As we noted in yesterday's posting, the impeachment trial of Texas state AG Ken Paxton commenced yesterday. We happen to have a reader who is on the story, namely K.C.W. in Austin, TX, and so we thought we'd pass along their report:
Folks started lining up at 3:00 a.m. outside of the Capitol for tickets to the gallery. Suffering a bout of insomnia, I thought about attending, but knew I'd probably nod off, and I snore like a freight train, and I preferred watching Durango's Sepp Kuss defend the Red Jersey at the Vuelta a España. I chose to watch the proceedings online instead. They started off with pre-trial motions, most of which were to try to dismiss all charges, chip away at individual charges, or exclude evidence (the pre-term exception). All failed, with only 6-8 Republicans voting in favor. Consensus seems to be that they are hard-right Republicans who might see challenges from the right if they didn't vote that way. The final vote won't go that way, but it would be interesting to tally the changes. Then came the pleadings. Paxton's lawyer, Tony Buzbee, went full-on performative, responding to all of the "how do you plead" with responses such as, "everything the clerk has said is false, and AG Paxton pleads not guilty," to the point that opposing counsel, Rusty Hardin, had to object. Sustained. Buzbee doubled down on being a di** with the next charge by responding, "Absolutely not guilty." (One has to wonder how he has enough billable hours to be a top-flight lawyer in Texas, given how many hours he must spend in his tanning bed. Even in sunny Austin, that sort of tan creeps us the f**k out.)
With the preliminaries out of the way, it was time for the opening statements, one hour for each side. The prosecution spent no more than 15 minutes, banking the rest for witnesses (24 hours). The defense spent all but two minutes trying to enter into the record "evidence," despite the fact that Lt. Gov. Dan Patrick (R), presiding officer and supposedly in the bag for Paxton, admonished jurors that nothing said in opening statements should be considered as such. My own take on this is that prosecution has lots to present, and defense is clutching at straws (or other things). The day ended with testimony by Jeff Mateer, who self-described himself as an 11 on a 1-10 scale of conservativism. He was nominated by Donald Trump to be a district court judge, and even Republicans rejected him for being too much of a nutter. Hardin spent lots of time getting Mateer to describe in detail just how nutty and out-of-sync he is with America, before going for the goal: Even this guy thinks Paxton stepped over the line.

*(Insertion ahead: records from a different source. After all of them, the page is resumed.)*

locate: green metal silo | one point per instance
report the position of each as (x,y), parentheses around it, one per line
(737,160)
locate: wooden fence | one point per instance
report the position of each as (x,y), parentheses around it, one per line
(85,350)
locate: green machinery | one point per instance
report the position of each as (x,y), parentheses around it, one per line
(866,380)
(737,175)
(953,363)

I'll add that state senator Angela Paxton, Ken Paxton's wife, whom he cheated on, and is required to attend the proceedings by the state constitution, showed up in a red dress. I'll suggest that this is not to show support for Republicans, but rather a reference to the Wheel of Time's Red Aja, the notoriously misandrist faction, and whose TV series just launched its second season. She's out for blood.